[Intel-gfx] [PATCH 5/6] drm/i915: Remove inline from sseu helper functions
Daniele Ceraolo Spurio
daniele.ceraolospurio at intel.com
Wed May 1 20:04:30 UTC 2019
Can you elaborate a bit more on what's the rationale for this? do you
just want to avoid having too many inlines since the paths they're used
in are not critical, or do you have some more functional reason? This is
not a critic to the patch, I just want to understand where you're coming
from ;)
BTW, looking at this patch I realized there are a few more
DIV_ROUND_UP(..., BITS_PER_BYTE) that could be converted to
GEN_SSEU_STRIDE() in patch 2. I noticed you update them to a new
variable in the next patch, but for consistency it might still be worth
updating them all in patch 2 or at least mention in the commit message
of patch 2 that the remaining cases are updated by a follow-up patch in
the series. Patch 2 is quite small, so you could also just squash it
into patch 6 to avoid the split.
Daniele
On 5/1/19 8:34 AM, Stuart Summers wrote:
> Additionally, ensure these are all prefixed with intel_sseu_*
> to match the convention of other functions in i915.
>
> Signed-off-by: Stuart Summers <stuart.summers at intel.com>
> ---
> drivers/gpu/drm/i915/gt/intel_sseu.c | 54 +++++++++++++++++++
> drivers/gpu/drm/i915/gt/intel_sseu.h | 57 +++-----------------
> drivers/gpu/drm/i915/i915_debugfs.c | 6 +--
> drivers/gpu/drm/i915/i915_drv.c | 2 +-
> drivers/gpu/drm/i915/intel_device_info.c | 69 ++++++++++++------------
> 5 files changed, 102 insertions(+), 86 deletions(-)
>
> diff --git a/drivers/gpu/drm/i915/gt/intel_sseu.c b/drivers/gpu/drm/i915/gt/intel_sseu.c
> index 7f448f3bea0b..4a0b82fc108c 100644
> --- a/drivers/gpu/drm/i915/gt/intel_sseu.c
> +++ b/drivers/gpu/drm/i915/gt/intel_sseu.c
> @@ -8,6 +8,60 @@
> #include "intel_lrc_reg.h"
> #include "intel_sseu.h"
>
> +unsigned int
> +intel_sseu_subslice_total(const struct sseu_dev_info *sseu)
> +{
> + unsigned int i, total = 0;
> +
> + for (i = 0; i < ARRAY_SIZE(sseu->subslice_mask); i++)

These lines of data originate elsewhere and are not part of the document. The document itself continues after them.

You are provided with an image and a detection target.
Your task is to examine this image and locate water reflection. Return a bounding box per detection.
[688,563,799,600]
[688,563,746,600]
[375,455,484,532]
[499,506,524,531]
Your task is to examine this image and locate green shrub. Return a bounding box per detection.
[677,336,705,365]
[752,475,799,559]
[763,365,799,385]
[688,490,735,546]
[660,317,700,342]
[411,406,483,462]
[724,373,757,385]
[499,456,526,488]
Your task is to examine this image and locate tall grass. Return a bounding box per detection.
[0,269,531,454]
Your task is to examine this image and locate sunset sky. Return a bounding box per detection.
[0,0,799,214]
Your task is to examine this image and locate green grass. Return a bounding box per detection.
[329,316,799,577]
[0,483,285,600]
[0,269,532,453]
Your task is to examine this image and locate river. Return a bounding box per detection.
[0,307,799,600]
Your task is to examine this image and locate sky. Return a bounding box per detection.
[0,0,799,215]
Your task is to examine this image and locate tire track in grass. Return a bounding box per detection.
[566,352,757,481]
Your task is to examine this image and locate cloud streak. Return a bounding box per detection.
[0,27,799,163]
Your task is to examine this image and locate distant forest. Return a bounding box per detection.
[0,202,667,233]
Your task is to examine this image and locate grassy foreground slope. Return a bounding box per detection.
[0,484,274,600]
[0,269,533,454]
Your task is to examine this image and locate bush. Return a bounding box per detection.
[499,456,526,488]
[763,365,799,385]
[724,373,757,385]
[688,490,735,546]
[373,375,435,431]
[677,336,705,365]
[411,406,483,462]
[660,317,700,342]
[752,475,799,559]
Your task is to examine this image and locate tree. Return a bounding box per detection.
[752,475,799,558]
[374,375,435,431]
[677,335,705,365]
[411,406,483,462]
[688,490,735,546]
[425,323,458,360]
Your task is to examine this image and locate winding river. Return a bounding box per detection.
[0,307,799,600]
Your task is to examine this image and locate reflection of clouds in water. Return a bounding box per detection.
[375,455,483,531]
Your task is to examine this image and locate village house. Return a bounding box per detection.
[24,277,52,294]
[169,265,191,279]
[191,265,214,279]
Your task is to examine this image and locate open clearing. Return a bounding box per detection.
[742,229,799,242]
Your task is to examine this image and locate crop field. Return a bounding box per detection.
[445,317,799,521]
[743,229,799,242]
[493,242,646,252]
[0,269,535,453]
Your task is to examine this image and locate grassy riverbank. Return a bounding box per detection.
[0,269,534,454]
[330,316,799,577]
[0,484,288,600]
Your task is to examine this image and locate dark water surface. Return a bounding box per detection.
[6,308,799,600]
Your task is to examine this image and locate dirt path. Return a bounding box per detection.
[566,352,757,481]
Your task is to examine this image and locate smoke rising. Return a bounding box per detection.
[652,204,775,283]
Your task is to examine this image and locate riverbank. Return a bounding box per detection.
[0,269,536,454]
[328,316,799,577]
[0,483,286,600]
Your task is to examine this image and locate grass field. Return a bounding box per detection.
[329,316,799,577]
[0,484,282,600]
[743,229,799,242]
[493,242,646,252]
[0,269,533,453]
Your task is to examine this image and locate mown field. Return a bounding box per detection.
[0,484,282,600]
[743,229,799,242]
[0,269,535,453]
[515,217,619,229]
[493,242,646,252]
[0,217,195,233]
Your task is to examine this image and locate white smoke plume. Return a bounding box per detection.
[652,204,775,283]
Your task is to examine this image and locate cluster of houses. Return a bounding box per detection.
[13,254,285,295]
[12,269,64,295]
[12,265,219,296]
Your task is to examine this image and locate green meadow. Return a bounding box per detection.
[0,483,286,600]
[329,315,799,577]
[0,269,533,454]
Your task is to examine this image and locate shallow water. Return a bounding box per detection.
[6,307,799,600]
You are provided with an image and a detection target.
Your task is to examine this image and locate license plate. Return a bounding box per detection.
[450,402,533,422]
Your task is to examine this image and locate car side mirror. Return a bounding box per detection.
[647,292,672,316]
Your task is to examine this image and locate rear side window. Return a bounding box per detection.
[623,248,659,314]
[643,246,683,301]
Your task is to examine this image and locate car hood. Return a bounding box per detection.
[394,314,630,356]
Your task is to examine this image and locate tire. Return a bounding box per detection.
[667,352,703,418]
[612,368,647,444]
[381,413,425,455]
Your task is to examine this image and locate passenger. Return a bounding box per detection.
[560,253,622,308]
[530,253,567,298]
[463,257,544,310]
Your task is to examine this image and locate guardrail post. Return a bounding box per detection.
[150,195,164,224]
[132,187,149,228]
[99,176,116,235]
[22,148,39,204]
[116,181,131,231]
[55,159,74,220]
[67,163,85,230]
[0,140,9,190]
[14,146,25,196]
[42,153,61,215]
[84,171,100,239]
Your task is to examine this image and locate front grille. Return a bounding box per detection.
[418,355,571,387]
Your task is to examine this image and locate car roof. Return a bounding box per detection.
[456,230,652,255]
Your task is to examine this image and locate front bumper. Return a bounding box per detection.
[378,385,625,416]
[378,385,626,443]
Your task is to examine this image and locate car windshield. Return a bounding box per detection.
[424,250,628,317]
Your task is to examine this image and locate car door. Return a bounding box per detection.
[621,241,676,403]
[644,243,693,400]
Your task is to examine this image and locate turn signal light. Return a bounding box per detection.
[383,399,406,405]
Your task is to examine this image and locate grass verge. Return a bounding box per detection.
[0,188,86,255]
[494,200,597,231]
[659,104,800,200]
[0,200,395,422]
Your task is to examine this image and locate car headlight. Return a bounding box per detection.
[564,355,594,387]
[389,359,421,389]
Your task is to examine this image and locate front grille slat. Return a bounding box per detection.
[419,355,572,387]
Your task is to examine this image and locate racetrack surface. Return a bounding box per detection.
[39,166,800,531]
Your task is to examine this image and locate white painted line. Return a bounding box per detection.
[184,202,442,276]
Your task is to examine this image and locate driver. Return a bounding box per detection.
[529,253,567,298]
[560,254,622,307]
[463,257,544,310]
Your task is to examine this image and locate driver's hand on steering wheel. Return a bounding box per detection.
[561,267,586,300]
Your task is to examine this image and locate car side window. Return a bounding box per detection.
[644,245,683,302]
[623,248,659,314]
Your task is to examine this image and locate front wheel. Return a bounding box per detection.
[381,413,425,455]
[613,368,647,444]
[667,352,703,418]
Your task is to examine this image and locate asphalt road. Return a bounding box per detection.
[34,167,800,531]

> + total += hweight8(sseu->subslice_mask[i]);
> +
> + return total;
> +}
> +
> +unsigned int
> +intel_sseu_subslices_per_slice(const struct sseu_dev_info *sseu, u8 slice)
> +{
> + return hweight8(sseu->subslice_mask[slice]);
> +}
> +
> +static int intel_sseu_eu_idx(const struct sseu_dev_info *sseu, int slice,
> + int subslice)
> +{
> + int subslice_stride = DIV_ROUND_UP(sseu->max_eus_per_subslice,
> + BITS_PER_BYTE);
> + int slice_stride = sseu->max_subslices * subslice_stride;
> +
> + return slice * slice_stride + subslice * subslice_stride;
> +}
> +
> +u16 intel_sseu_get_eus(const struct sseu_dev_info *sseu, int slice,
> + int subslice)
> +{
> + int i, offset = intel_sseu_eu_idx(sseu, slice, subslice);
> + u16 eu_mask = 0;
> +
> + for (i = 0;
> + i < DIV_ROUND_UP(sseu->max_eus_per_subslice, BITS_PER_BYTE); i++) {
> + eu_mask |= ((u16)sseu->eu_mask[offset + i]) <<
> + (i * BITS_PER_BYTE);
> + }
> +
> + return eu_mask;
> +}
> +
> +void intel_sseu_set_eus(struct sseu_dev_info *sseu, int slice, int subslice,
> + u16 eu_mask)
> +{
> + int i, offset = intel_sseu_eu_idx(sseu, slice, subslice);
> +
> + for (i = 0;
> + i < DIV_ROUND_UP(sseu->max_eus_per_subslice, BITS_PER_BYTE); i++) {
> + sseu->eu_mask[offset + i] =
> + (eu_mask >> (BITS_PER_BYTE * i)) & 0xff;
> + }
> +}
> +
> u32 intel_sseu_make_rpcs(struct drm_i915_private *i915,
> const struct intel_sseu *req_sseu)
> {
> diff --git a/drivers/gpu/drm/i915/gt/intel_sseu.h b/drivers/gpu/drm/i915/gt/intel_sseu.h
> index 029e71d8f140..56e3721ae83f 100644
> --- a/drivers/gpu/drm/i915/gt/intel_sseu.h
> +++ b/drivers/gpu/drm/i915/gt/intel_sseu.h
> @@ -63,58 +63,17 @@ intel_sseu_from_device_info(const struct sseu_dev_info *sseu)
> return value;
> }
>
> -static inline unsigned int sseu_subslice_total(const struct sseu_dev_info *sseu)
> -{
> - unsigned int i, total = 0;
> -
> - for (i = 0; i < ARRAY_SIZE(sseu->subslice_mask); i++)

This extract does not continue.